Liputan6.com, Port-au-Prince - Setidaknya 28 warga negara Haiti tenggelam di lepas pantai Abaco di Bahama, dalam tragedi terbaru di laut bagi orang-orang yang ingin meninggalkan ekonomi termiskin di Karibia.
Dalam sebuah pernyataan pada Minggu 3 Februari, Pasukan Pertahanan Kerajaan Bahama (RBDF) mengatakan bahwa setelah dua hari operasi penyelaman, "total 17 orang telah diselamatkan hidup-hidup dan 28 jenazah ditemukan mengapung di air".

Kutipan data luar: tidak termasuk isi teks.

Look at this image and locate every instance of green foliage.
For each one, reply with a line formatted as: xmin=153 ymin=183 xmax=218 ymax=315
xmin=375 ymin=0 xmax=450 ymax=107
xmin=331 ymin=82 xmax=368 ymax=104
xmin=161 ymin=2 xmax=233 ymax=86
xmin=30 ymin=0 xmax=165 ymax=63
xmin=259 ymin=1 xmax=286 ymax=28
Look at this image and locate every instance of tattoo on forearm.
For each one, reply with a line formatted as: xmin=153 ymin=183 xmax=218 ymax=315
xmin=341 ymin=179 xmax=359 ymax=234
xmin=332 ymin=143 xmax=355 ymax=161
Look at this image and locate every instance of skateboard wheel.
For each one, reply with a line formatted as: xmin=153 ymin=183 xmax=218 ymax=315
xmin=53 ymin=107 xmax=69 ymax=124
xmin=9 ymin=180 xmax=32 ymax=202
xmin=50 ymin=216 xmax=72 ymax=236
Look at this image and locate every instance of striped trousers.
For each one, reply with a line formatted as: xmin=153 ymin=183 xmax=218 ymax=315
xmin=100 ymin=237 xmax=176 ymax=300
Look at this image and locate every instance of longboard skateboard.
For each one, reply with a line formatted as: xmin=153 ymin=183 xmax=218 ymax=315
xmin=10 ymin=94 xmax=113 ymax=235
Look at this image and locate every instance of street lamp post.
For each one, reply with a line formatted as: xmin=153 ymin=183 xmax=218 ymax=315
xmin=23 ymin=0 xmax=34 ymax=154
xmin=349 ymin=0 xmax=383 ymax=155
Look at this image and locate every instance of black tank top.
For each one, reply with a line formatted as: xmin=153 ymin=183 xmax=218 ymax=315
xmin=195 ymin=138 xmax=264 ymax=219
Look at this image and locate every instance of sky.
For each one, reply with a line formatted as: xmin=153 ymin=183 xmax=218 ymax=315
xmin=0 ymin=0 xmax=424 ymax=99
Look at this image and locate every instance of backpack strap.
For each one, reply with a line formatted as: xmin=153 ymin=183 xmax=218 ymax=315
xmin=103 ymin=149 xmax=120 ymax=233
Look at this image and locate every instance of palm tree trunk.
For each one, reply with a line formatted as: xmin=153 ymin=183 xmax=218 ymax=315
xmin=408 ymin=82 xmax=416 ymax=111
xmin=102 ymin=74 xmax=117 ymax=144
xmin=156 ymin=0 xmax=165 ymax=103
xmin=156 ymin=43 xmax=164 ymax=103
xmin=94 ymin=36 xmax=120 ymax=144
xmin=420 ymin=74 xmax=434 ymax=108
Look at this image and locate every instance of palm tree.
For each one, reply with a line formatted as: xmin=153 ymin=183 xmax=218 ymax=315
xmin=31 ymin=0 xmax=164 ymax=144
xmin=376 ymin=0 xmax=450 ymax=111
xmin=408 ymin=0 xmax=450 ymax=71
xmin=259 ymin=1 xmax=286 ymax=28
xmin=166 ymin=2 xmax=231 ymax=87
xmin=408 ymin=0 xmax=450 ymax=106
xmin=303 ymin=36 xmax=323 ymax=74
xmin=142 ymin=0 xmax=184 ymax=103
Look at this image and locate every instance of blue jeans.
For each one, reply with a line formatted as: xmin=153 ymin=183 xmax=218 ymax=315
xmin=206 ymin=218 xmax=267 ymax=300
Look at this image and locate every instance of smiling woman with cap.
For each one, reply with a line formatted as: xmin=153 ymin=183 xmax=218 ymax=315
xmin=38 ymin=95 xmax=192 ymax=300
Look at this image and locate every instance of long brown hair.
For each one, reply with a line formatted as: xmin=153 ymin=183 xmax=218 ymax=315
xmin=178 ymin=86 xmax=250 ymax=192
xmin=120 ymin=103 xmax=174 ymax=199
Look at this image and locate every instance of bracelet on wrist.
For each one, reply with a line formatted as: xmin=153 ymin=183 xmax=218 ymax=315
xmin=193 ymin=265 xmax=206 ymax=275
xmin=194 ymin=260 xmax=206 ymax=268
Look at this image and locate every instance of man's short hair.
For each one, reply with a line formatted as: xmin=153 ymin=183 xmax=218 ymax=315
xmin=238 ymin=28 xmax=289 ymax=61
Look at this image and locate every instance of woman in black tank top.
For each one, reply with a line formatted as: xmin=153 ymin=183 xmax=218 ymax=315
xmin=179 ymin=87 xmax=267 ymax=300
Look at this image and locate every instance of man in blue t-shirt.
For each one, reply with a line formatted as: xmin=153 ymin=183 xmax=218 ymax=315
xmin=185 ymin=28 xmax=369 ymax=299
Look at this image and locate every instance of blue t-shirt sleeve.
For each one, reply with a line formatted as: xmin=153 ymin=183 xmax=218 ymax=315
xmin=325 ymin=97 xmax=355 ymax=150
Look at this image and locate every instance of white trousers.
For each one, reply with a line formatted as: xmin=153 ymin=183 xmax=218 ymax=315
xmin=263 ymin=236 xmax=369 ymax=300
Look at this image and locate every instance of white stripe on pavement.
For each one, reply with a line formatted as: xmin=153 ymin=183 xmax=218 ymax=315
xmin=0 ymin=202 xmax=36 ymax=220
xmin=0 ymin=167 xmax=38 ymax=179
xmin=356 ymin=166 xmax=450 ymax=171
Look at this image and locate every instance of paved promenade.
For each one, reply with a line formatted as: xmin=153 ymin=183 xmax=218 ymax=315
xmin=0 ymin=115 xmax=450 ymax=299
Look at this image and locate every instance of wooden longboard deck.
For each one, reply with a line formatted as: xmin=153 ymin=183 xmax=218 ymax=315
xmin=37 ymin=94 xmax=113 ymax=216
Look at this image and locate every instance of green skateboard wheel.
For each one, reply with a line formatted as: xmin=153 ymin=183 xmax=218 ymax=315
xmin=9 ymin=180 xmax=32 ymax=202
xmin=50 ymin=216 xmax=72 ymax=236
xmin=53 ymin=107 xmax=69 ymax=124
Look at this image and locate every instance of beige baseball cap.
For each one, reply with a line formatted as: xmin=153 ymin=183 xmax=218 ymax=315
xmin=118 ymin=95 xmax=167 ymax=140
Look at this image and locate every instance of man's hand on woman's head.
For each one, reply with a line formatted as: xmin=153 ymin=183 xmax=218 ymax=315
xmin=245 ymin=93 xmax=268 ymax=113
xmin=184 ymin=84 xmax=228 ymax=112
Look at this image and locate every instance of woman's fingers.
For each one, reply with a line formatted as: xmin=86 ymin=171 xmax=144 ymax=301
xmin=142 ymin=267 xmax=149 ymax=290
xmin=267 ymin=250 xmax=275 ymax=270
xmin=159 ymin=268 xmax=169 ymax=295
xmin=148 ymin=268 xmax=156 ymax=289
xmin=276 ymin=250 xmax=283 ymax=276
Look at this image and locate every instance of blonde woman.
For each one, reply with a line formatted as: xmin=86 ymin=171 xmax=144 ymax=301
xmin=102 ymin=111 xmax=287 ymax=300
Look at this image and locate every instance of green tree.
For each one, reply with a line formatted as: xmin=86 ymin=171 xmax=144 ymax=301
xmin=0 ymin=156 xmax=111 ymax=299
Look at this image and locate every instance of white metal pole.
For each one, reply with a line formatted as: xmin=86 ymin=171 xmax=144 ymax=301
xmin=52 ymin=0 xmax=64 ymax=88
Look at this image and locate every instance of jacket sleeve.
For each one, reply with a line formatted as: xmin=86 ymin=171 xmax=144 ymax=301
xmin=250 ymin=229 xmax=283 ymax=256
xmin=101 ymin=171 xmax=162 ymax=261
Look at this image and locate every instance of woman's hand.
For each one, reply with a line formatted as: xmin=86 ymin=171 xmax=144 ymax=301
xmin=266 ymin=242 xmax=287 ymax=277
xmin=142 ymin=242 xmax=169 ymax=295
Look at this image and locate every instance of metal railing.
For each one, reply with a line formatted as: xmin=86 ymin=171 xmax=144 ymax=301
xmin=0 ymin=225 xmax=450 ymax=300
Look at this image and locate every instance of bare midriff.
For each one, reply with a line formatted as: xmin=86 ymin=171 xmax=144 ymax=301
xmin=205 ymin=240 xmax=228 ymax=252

Dikutip dari Al Jazeera pada Senin (4/2/2019), peristiwa itu terjadi pada hari Sabtu ketika kapal yang membawa orang-orang dari Haiti tenggelam di dekat Fowl Cay, 10 kilometer di lepas pantai Pelabuhan Marsh, Abaco.
Baca Juga
Advertisement
Lima belas orang selamat dan 13 jenazah ditemukan pada hari Sabtu dalam operasi bersama antara RBDF dan penjaga pantai Amerika Serikat.
Pada hari Minggu, dua korban selamat ditemukan hidup-hidup di sebuah pelampung sinyal komunikasi, bersama dengan 15 jenazah kapal tenggelam yang mengapung di sekitarnya.
Dalam sebuah unggahan di Twitter, Kedutaan Besar AS di Haiti menggambarkan kapal nahas itu sebagai kapal yang memperdagangkan orang keluar dari Haiti.
"Tidak ada perjalanan yang layak mempertaruhkan nyawa, tolong desak keluarga dan masyarakat: Imigran ilegal & operasi penyelundupan berbahaya dan sering berakhir tragedi," tulis Kedubes AS di Haiti dalam sebuah pernyataan.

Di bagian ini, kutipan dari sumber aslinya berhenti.